The Pietist Idea of a Christian College

Lilly Fellows Program logo

I’m very happy (and humbled) to announce that the Lilly Fellows Program has awarded Bethel a small grant in support of a workshop I’ll be directing next summer — The Pietist Idea of a Christian College: Bethel University.

In many ways, this is the culmination of a strange journey that started during a similar kind of workshop at Bethel, held in the summer of 2006. Featuring Douglas and Rhonda Jacobsen of Messiah College (and their excellent book, Scholarship and Christian Faith: Enlarging the Conversation), it was primarily meant to help junior faculty like myself begin to think more creatively about the relationship between faith and learning. I came into the workshop a diplomatic historian still convinced that I would find a way to publish a dissertation on education in occupied Germany after 1945… I came out of it convinced that someone should investigate Pietist models of Christian higher education, since Pietism’s was one significant Christian voice that was important in Bethel’s history (and my own) but not yet a part of the Jacobsens’ “enlarged conversation.”

Six years, a research conference, a colloquium, a couple of articles, a book, and this blog later… I spent part of my summer developing a proposal for a new workshop that would help Bethel faculty and co-curricular staff better understand what it means that our leaders have (mostly) rooted our college/university in the Pietist tradition. We use that word a lot, but what does it mean for how we approach… teaching? research? mentoring? ministry? service? living as a community? sending students out into the world?

I’ll be providing participants with a variety of scholarly works and primary sources on the histories of Pietism and of Bethel — and, to the extent that such sources exist, how those two histories overlap. Then we’ll convene in June for a couple of days of discussion, the second of which will feature two distinguished former Bethel faculty who have written and spoken on Pietism and education before: anthropologist Jenell Williams Paris (Messiah College) and theologian Roger Olson (Truett Seminary at Baylor University).

The workshop is for Bethel folks, but here’s why I’m announcing this more broadly:

1. To encourage further those who have been heartened by what one bemused participant in our Conference on Faith and History session on Pietism and Christian colleges semi-seriously called the emergence of a “muscular Pietism” in the Christian academy.

2. To seek suggestions for readings to provide to workshop participants… I’m sure our Pietist Impulse collection will find its way onto the list, since it ranges so widely, and I like both Michelle Clifton-Soderstrom’s brief introduction to the Christian ethics of Pietism and Dale Brown’s evergreen Understanding Pietism, but I’d appreciate recommendations for more obscure books or articles that address aspects of Pietism, especially as they might inform elements of Christian higher education and scholarship.

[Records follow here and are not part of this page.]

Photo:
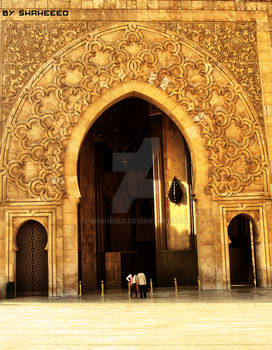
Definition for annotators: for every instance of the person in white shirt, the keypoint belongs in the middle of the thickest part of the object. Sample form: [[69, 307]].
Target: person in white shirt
[[133, 280], [142, 284]]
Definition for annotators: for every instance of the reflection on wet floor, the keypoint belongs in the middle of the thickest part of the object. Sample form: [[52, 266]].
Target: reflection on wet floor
[[162, 295], [238, 319]]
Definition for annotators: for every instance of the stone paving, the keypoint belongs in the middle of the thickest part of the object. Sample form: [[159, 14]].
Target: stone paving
[[190, 320]]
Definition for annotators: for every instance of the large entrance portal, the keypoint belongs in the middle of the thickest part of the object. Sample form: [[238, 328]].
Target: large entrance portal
[[242, 252], [32, 260], [132, 163]]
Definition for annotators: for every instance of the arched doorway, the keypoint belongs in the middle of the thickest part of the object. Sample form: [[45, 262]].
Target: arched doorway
[[242, 252], [126, 166], [31, 260]]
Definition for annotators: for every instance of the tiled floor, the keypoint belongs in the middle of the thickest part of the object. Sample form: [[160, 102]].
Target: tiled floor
[[189, 320]]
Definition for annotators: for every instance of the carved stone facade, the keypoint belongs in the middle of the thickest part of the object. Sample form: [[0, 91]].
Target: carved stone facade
[[209, 77]]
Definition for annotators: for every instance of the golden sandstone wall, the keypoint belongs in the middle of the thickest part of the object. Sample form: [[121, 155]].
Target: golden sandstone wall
[[206, 64]]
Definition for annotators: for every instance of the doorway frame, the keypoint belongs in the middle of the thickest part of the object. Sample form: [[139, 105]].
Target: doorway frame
[[257, 215], [14, 220], [184, 122]]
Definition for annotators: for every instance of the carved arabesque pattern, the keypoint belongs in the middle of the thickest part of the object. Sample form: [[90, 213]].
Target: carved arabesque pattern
[[234, 45], [83, 73]]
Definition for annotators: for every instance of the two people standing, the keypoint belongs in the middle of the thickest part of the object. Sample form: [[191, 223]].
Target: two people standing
[[135, 281]]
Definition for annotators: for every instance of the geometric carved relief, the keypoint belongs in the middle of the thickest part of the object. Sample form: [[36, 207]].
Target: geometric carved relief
[[234, 45], [38, 132], [27, 47]]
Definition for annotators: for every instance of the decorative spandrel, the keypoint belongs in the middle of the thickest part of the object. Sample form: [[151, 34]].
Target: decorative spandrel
[[38, 132]]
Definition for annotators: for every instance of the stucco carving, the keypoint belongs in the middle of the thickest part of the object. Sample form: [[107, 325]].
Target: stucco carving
[[39, 129], [27, 46], [234, 45]]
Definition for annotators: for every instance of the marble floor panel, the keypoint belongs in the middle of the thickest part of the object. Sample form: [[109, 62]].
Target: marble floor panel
[[190, 320]]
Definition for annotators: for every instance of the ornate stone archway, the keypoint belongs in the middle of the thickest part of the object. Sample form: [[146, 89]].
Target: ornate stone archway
[[46, 127]]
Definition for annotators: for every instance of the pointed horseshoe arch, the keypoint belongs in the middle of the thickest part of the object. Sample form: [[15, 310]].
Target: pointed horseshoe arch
[[44, 132], [41, 124], [155, 97]]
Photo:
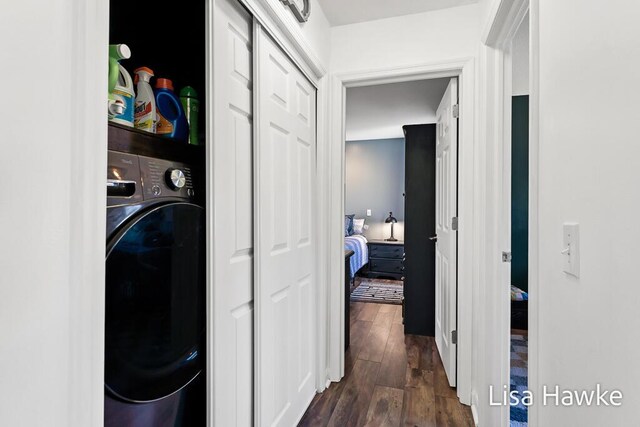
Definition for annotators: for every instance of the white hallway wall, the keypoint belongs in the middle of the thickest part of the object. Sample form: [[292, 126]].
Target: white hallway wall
[[587, 174], [418, 39], [52, 218]]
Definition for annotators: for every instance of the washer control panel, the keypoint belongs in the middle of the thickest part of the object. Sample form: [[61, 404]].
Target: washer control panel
[[164, 178]]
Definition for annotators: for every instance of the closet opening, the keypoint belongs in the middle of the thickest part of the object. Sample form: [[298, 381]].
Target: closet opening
[[155, 289]]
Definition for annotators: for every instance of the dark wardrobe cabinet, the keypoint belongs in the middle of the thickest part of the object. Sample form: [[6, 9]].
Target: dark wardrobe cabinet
[[420, 226]]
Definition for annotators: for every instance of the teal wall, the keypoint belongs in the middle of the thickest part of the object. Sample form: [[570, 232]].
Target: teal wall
[[520, 192]]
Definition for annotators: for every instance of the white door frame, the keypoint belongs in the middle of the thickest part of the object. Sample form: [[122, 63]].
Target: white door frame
[[505, 19], [464, 69]]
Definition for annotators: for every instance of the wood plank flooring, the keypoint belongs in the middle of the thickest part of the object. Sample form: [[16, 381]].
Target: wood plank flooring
[[391, 379]]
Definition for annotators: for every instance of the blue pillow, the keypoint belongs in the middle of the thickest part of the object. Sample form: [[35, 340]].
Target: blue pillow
[[348, 225]]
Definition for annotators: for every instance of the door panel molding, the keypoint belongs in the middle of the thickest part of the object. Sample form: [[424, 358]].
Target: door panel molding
[[285, 264]]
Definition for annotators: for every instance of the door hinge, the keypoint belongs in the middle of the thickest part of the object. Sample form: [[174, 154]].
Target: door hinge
[[456, 111]]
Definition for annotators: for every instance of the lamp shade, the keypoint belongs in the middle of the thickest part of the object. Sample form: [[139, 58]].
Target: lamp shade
[[390, 219]]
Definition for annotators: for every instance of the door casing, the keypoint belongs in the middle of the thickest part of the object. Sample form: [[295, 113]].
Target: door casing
[[504, 20]]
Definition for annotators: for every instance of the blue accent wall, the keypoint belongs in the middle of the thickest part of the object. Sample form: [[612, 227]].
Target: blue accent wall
[[520, 192], [375, 180]]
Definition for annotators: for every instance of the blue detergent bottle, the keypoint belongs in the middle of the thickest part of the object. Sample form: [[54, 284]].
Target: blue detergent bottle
[[172, 121]]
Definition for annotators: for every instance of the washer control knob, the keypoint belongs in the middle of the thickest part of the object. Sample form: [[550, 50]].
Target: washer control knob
[[175, 179]]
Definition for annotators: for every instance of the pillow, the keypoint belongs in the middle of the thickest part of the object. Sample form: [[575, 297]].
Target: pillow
[[348, 225], [358, 226]]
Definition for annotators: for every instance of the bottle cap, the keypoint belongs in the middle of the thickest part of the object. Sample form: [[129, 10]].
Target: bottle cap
[[162, 83], [188, 92], [144, 70]]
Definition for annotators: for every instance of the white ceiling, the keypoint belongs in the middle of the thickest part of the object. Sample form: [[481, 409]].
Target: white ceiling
[[379, 112], [342, 12]]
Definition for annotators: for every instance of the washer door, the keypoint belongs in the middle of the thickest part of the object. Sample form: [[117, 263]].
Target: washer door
[[155, 303]]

Holmes, The Idea of a Christian College
Hat tip to Arthur Holmes for the title, and for helping to spark this continuing conversation about Christian higher education

3. Because the ultimate goal of the workshop is to produce a book that would stimulate further conversation about what the “Pietist idea of a Christian college” would be. Participants in the workshop would take the rest of the summer to write potential chapters on specific themes, to which I’d add my own historical introduction and a few chapters invited from former Bethel students and/or faculty who work in other types of Christian colleges and universities.

If that’s a book you’d be interested in reading — or publishing 🙂 — please let me know. And if you have suggestions for specific topics, questions, or problems you’d like to see addressed by contributors, I’d appreciate hearing them, either in the comments section or via e-mail.

4. Most importantly, this post also gives me a more public venue in which to thank some folks who are making this possible:

  • First, the people of the Lilly Fellows Program and its national network, especially director Joe Creech and the members of its board. I’ve been involved in Lilly initiatives off and on for several years now (they were also kind enough to support our 2009 research conference), and I’m always invigorated by the wide-ranging Christian conversation that Lilly cultivates. I appreciate that the Catholic, Lutheran, Presbyterian, Methodist, and other scholars who drive the Lilly program would so generously encourage a Pietist evangelical to join that conversation!
  • Second, our administrators at Bethel’s College of Arts and Sciences, especially dean Deb Harless, who has been a wonderful boss for a number of reasons, but especially as she’s so often put her substantial support and encouragement behind the work that several of us have been doing to recover a deeper sense of Bethel’s Pietist identity.